La crise du cours du pétrole n'est pas appréhendée de bonne manière et illustre bien des blocages plutôt intellectuels qu'économiques. Comment ne pas s'inspirer de la différence pourtant flagrante entre coût au litre du super et du GPL ? Soit un prix de vente variant du simple au double alors que la consommation de GPL sur les véhicules "mixtes" adaptés n'est supérieure, au plus et parce que sans objet de recherche et d'amélioration (dont l'injection GPL), que de 25 % à la consommation du super ? Il est ainsi aisé de développer rapidement un réseau d'adaptation des véhicules au Gaz naturel avec une aide fiscale et écologique pertinente (plus de rejets de particules intra muros et utilisation rationnelle de nos creusets disponibles de méthane ou de gaz de chiste en puissance) pour orienter un marché national puis à l'export sur cette mutation énergétique de transition. Mais on a préféré choisir la voiture électrique qui ne renvoie à aucune croissance tangible. Le coût salaire n'est ainsi pas en cause mais plutôt l'absence de stratégie industrielle et c'est à ce carrefour de réflexion que le ministre du redressement productif doit signer son action.
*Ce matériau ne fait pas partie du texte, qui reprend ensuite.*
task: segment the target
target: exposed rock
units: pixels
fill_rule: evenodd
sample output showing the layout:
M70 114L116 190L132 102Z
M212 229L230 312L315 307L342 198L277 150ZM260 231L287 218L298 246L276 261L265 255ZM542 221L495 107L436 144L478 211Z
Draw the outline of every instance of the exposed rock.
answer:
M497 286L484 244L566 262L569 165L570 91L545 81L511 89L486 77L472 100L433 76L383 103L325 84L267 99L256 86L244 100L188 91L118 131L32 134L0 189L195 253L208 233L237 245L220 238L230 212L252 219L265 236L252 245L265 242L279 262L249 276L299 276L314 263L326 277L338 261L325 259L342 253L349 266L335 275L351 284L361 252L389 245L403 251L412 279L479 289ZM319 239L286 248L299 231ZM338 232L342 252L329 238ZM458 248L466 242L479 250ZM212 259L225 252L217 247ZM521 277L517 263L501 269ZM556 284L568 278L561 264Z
Et allons-nous imaginer un nouveau standard parallèle de voltage domestique (12 volts ? 24 volts ?) plus compatible avec les énergies renouvelables pour créer une économie de remplacement de tout l'électro-ménager ? Ce sont évidemment ces réflexions sur les lendemains technologiques de notre industrie qui sont à l'ordre du jour plus que le coût salarial ou de production français qui n'est pas si défavorable si on le considère dans son contexte géo-politique et d'infrastructures très porteurs et stables. Et le basculement des charges sociales patronales (- 100 %) sur la C3S (+4.5 %) est encore la solution de notre avenir industriel comme de notre modèle social.
Votre constat est le constat de tous : la France industrielle meurt et va disparaître...
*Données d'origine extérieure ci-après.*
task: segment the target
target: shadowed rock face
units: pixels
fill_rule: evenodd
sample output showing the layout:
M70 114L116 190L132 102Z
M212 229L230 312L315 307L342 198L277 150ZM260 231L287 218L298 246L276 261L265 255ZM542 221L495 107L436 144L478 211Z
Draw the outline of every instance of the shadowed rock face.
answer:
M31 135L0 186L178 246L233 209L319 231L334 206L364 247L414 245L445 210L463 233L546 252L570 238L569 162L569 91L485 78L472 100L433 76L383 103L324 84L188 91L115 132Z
Quelles sont vos idées ou solutions pour s'en sortir ?
En voilà une, portée à votre réflexion :
Les chefs d'entreprises, les 97% d'entre eux (2.5 millions d'entreprises de moins de 50 salariés) doivent révolutionner leur mode de gerer et piloter leur entreprise par les coûts.
Quel est l'enjeu ?
Connaître précisément ses coûts de production (coûts complets), c'est mesurer la capacité de son entreprise à les faire baisser en optimisant les paramètres essentiels qui sont les performances des ressources contributives (hommes, machines, temps masqués). En baissant les coûts, on peut baisser les prix, et donc reconquérir des clients.
C'est le début d'un cercle vertueux.
En tout cas, on a juste fait le contraire depuis 20 ans, et on connaît le résultat.
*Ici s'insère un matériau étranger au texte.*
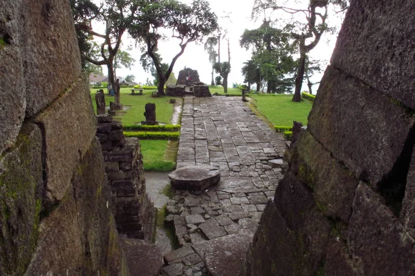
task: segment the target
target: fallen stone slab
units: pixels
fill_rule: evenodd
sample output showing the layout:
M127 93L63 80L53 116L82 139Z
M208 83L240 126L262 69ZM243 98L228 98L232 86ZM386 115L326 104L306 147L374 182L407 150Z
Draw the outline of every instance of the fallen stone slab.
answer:
M170 184L176 189L203 190L221 180L219 170L210 166L189 166L169 174Z
M242 275L250 235L228 235L193 245L212 276Z
M127 257L127 264L131 276L159 275L161 268L161 253L157 246L138 239L124 238L122 241L122 249Z

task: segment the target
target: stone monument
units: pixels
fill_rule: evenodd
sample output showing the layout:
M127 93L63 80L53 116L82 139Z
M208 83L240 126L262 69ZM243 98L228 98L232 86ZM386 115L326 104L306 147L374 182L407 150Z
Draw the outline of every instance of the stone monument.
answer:
M148 103L145 104L145 121L142 121L142 125L158 125L158 122L156 120L156 103Z
M95 92L95 103L97 103L97 115L105 114L105 95L102 89L97 90Z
mon titre est une litote, c'est beaucoup plus grave que cela, pour certains elle non seulement nulle mais qui plus est négative: je parle de la majeure partie du personnel de la représentation nationale et de leurs serviteurs énarques de tous poils. On n'a jamais produit en France autant de sommités indigentes au plan de la manufacture en général qu'elle soit industrielle ou agri-agroalimentaire.